Wednesday, September 16, 2009

Two poems and a Story

Growing and Growing
"A&P" by John Updike has vivid ingrediants. It uses personal simple vocabulary in metaphorical ways. Sammy paints a perfect vision of the supermarket pinball machine with the people weaving in and out of the aisles. He uses strange graphic descriptions of freckles and lips all bunched up together. These descriptions are painfully accurate, like watching something under a magnifying glass.
The process is first person, absolutely commited to Sammy, who is growing from childhood to adulthood. Usin the ingrediants in story formatt along with an introductory setting, a climatic paragraph and a conclusive ending.
This story's product is a story, of course, and a meaning that it doesn't matter what people think, only what Sammy thinks of himself. If Sammy thinks he's a hero, he's a hero. It doesn't matter what the small town he live in thinks or what the girls didn't notice, it's that Sammy thinks he did right.
"Rites of Passage," written by Sharon Olds, is comprised of different ingrediants, processed in a different way, and with a different end product. The ingrediants are comprised of words like "jostling, jockeying," "Generals," "turret," and a repetition of "men" when referring to characters that are actually young children. The words are agressive at first with phrases like "eye each other, seeing themselves small," then change to gentle descriptions like "freckles like specks of nutmeg" implying something else entirely. The author juxtaposes a happy event with the serious and grave manner of make-believe war in children's minds.
Processing this poem is first person as well, through the eyes of the mother. The conflict is certainly man against an idea, that men will fall in the line of other men, like sheep, and already the main boy in the story proves he will think differently. Part of the process is also conversation in italics, so that we may know why he will be different. The contrast between men and boys is how the poem ferments into being both humorous and interesting.
The Product of the poem is the meaning and the poem itself. It is the message from the writer to the reader that she hopes her child will be different and think differently whether it is pretending at a young age or making real decisions as an adult.
"The One Girl at the Boy's Party", also created by Sharon Olds, is a poem about girls but contains similiar elements, however the words she uses that are eye-grabbing is composed of mathematical terms. Unlike most poets who use superfluous words like chandierlers or unnecessary vases, she use them like gears and tools that keep the meaning and the textured imagery flowing. Words like "smooth," "sleek," "indivisible," pencil lead," "sealed," and "plunge." Phrases like "molecules of chlorine" and "to the power of thousand" only increase the drama and awe the poem entails.

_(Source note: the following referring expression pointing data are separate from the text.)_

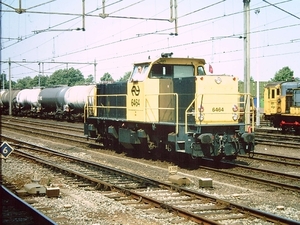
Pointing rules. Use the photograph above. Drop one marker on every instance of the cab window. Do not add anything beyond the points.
(200, 70)
(139, 72)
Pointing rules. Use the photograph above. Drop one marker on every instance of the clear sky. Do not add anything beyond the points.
(210, 29)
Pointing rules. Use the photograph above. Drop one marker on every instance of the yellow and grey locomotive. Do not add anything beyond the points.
(171, 105)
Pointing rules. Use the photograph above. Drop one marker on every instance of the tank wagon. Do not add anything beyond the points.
(62, 102)
(51, 101)
(282, 105)
(5, 100)
(27, 102)
(170, 105)
(75, 99)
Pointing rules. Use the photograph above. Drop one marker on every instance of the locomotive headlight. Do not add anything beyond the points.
(201, 117)
(235, 116)
(201, 108)
(234, 108)
(218, 80)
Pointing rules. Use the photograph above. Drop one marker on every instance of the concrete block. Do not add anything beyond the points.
(52, 192)
(205, 182)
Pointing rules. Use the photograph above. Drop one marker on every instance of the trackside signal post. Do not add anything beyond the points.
(6, 150)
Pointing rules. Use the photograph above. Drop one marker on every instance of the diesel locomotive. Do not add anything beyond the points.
(171, 105)
(282, 105)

The poem is composed of woman versus image. We as readers are expected to be well aware of the myth that women aren't good at math, and that the poem is used to defy that mythical information. Using first person of perhaps a mother or father, it depicts the scene of the only girl at an all boy's party who is joining in with swimming. At first, the main girl character has seemed to enter the scene as a child, but by the end of it, she has become something powerful to admire. This theme from child to adult is common place.
The end product is a poem and a meaning that when women become older, the point of views of the children will change along with age, but will not change who they are. The energy and smarts grow with a person and will defy expectations.
A common theme between all three of these literary examples is the change from child to adult, from the helpless position and age to the decisive and powerful age whether through the loss of a job, the change a subject, or entering a new area of expertise.